Ramsès Damarifa, comédien :

Les Français connaissent Claudel, alors qu’au Mali, le public a cru que cette pièce avait été écrite récemment par un auteur malien pour critiquer la situation politique dans le pays. Quand on jouait à Bamako, on m’a souvent appelé pour me dire de faire attention. Ils estimaient que comme je tenais le rôle de Tête d’Or dans lequel les gens reconnaissaient Sanogo, je risquais de m’attirer des ennuis. C’est étonnant, car encore une fois cette pièce a été écrite à la fin du XIXème siècle. Cela prouve juste l’universalité du théâtre.

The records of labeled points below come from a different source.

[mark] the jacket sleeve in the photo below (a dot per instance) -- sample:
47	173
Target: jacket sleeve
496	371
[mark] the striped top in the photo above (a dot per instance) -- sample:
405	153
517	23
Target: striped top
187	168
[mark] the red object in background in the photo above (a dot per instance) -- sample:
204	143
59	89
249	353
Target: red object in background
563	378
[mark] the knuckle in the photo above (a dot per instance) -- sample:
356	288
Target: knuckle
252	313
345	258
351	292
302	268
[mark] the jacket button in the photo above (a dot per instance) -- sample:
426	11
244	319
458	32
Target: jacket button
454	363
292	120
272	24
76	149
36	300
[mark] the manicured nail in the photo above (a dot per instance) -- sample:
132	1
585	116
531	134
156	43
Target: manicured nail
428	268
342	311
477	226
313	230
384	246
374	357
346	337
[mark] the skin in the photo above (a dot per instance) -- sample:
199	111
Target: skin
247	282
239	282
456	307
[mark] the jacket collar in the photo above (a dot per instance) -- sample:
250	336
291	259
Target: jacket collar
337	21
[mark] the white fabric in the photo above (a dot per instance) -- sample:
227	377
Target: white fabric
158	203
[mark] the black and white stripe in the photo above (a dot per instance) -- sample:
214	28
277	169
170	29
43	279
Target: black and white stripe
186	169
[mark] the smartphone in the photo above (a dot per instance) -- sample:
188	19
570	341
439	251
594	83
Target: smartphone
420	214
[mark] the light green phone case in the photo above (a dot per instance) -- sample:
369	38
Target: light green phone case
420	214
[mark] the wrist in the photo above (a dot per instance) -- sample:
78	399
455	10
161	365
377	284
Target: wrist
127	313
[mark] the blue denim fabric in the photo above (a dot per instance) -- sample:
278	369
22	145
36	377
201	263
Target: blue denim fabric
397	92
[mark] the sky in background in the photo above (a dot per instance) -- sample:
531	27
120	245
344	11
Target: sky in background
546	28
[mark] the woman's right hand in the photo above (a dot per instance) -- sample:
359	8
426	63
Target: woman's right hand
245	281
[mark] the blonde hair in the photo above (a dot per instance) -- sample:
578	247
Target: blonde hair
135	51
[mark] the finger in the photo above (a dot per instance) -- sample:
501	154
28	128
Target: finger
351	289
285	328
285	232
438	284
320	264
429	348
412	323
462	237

Hamadoun Kassogué, comédien :

Quand j’ai lu le scénario, je me suis posé des questions. Petit à petit, je me suis rendu compte que cette pièce n’a ni âge ni frontière, j’ai été conquis. Dans le texte, j’ai reconnu toute l’histoire du Mali, surtout celle des dernières années. J’y ai vu les tares de notre société, et comme le théâtre a pour but de soigner les tares, je me suis dit que je devais jouer dans cette pièce. On retrouve dans chaque personnage, un acteur de la vie politique malienne récente. Dans les propos du Roi, on reconnaît tous ceux qui se sont succédé depuis la première République, jusqu’à ATT, et bien sûr, dans ceux de Tête d’Or, on repère Sanogo. C’est incroyable car la pièce a été écrite par un Français, il y a plus d’un siècle. Même les petits qui n’étaient venus dans les jardins du Palais de la Culture que pour jeter un coup au spectacle ont été subjugués, ils sont restés jusqu’au bout. Pendant le spectacle, nous nous déplaçons avec le public dans trois lieux différents. Le deuxième acte est joué en spirale comme dans le théâtre traditionnel malien. C’est assez exceptionnel. Ici, à Paris, le public est étonné. Pour nous, artistes maliens, les spectateurs européens sont surprenants. Ils ne font pas un bruit, ils ne bougent pas, ils ne nous interpellent pas. On se demande pourquoi jouer s’ils ne réagissent pas. C’est tellement différent en Afrique ! Chez nous, les gens donnent leur avis aux personnages, ils n’hésitent pas à monter sur la scène. Le théâtre est un forum où personnages et public échangent, ça nous galvanise nous comédiens, ça donne de la force au spectacle. Ici, les spectateurs attendent la fin pour donner leur avis, en applaudissant ou pas. Pour recréer l’ambiance théâtrale africaine dans les représentations de Tête d’Or, ce sont les personnages eux-mêmes qui ponctuent les répliques d’onomatopées d’approbation ou de désapprobation en langue bamanan. Le public européen en comprend le sens sans comprendre la langue. Ils sont nombreux à nous dire qu’ils aiment beaucoup ça. Nous jouons à Paris jusqu’au 12 avril. Le bouche à oreille est en train de faire son travail, donc nous espérons que nos compatriotes résidant ici viendront vite nous voir en masse.